Tom Jost noted that the MTA handled this deal strictly as a transportation entity. He said if the development is to be built, there need to be restrictions that cause the development to be more carbon neutral and to provide less parking. The MTA should have taken the opportunity to create a paradigm shift. Ms. Frasca agreed that this was missed opportunity.
The letter to the ESDC
Mr. Dennis Mullen
President and CEO
Empire State Development Corporation
633 Third Avenue
New York, NY 10017-6706
The New York City Transit Riders’ Council (NYCTRC) is the legislatively-mandated representative of the riders of our transit system, created by the State Legislature in 1981. Its volunteer members are appointed by the Governor upon the recommendation of the Mayor, Public Advocate, and five Borough Presidents of the City.

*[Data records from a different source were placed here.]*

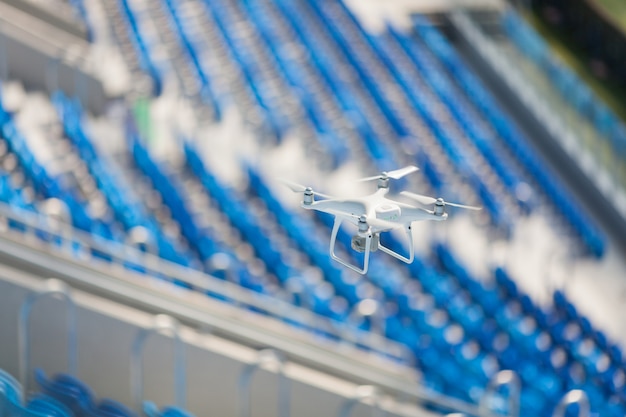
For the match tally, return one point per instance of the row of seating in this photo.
(482, 137)
(570, 86)
(471, 329)
(590, 234)
(126, 207)
(142, 46)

As the riders’ representatives, the Council’s members are fundamentally concerned that development projects involving properties held by the MTA and its operating agencies yield the greatest financial and operational benefits to the transit system and its users.
At our last New York City Transit Rider’s Council meeting, the Council members expressed their deep concern with the changes to the Atlantic Yards project that are incorporated in recently adopted amendments to the 2006 Modified General Project Plan for the Atlantic Yards project. The Council members are deeply troubled by these changes as they believe that they have fundamentally delayed and diminished a wide range of public benefits flowing from the project. As a result the NYCTRC voted unanimously to go on record expressing its dissatisfaction with the revisions to the project. In the discussion of the project, several members of the Council expressed outrage that the project developer, the Forest City Ratner Companies, will receive substantial concessions at the expense of the interests of the public at large and that the Empire State Development Corporation, as well as the Metropolitan Transportation Authority, is acquiescing in providing these concessions.

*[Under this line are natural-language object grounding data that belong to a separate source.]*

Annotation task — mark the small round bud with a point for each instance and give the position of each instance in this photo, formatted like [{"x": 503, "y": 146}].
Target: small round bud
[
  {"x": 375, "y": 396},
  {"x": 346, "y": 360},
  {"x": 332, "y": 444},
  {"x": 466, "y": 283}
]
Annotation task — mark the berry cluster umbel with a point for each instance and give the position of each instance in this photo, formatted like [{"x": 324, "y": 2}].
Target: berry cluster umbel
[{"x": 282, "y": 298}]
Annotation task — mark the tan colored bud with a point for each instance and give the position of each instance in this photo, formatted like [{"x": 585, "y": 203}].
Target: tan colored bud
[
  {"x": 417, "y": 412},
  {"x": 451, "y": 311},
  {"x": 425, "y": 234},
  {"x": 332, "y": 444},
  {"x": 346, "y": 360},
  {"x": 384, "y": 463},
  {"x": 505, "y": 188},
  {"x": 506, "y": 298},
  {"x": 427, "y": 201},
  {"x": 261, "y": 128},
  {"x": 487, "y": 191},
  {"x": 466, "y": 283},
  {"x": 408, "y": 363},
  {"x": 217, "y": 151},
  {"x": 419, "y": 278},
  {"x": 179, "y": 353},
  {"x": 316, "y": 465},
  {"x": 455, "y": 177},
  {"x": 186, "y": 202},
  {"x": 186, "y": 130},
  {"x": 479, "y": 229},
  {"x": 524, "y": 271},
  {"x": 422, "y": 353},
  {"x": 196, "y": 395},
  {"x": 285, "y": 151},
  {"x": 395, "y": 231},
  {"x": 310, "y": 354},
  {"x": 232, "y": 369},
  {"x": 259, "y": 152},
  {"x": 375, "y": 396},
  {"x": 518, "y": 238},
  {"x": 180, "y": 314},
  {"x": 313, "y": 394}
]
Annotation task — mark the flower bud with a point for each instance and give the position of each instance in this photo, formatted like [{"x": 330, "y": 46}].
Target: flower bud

The Council is particularly concerned with proposed changes in the schedule and potentially in the scope of the project that are connected to the decision to allow acquisition of the project site in phases. An important part of the public benefit that was to flow from the project was the payment for real property and other development rights to be made to the Metropolitan Transportation Authority (MTA). These funds were to form an important part of the funding for the MTA’s capital improvements, thus producing further benefits for the community at large.
In the earlier proposal submitted to the MTA by the developer that was to form the basis for working out a final agreement, these funds would have been paid to MTA in the initial phases of the project. Under the revised phased structure of the project, however, only 20 percent of the value of MTA property interests will be paid up front. The remaining 80 percent is to be paid in a set of installments with due dates that stretch until the year 2030, under terms that we view as extremely favorable to the developer. The proposed Atlantic Yards development plan establishes a schedule that will allow the project developer to make the last installment of the 80 percent of the total sum due to the MTA in 2030.
While it is not within the purview of this Council, we would also note that the proposed changes to planned improvements for the Vanderbilt Yard will foreclose certain options for LIRR Brooklyn service. In particular, these change will significantly reduce the capacity of the yard and reduce the number of tracks available in the yard.
We respectfully request that you reconsider the pending amendments to the Atlantic Yards General Project Plan in light of these concerns.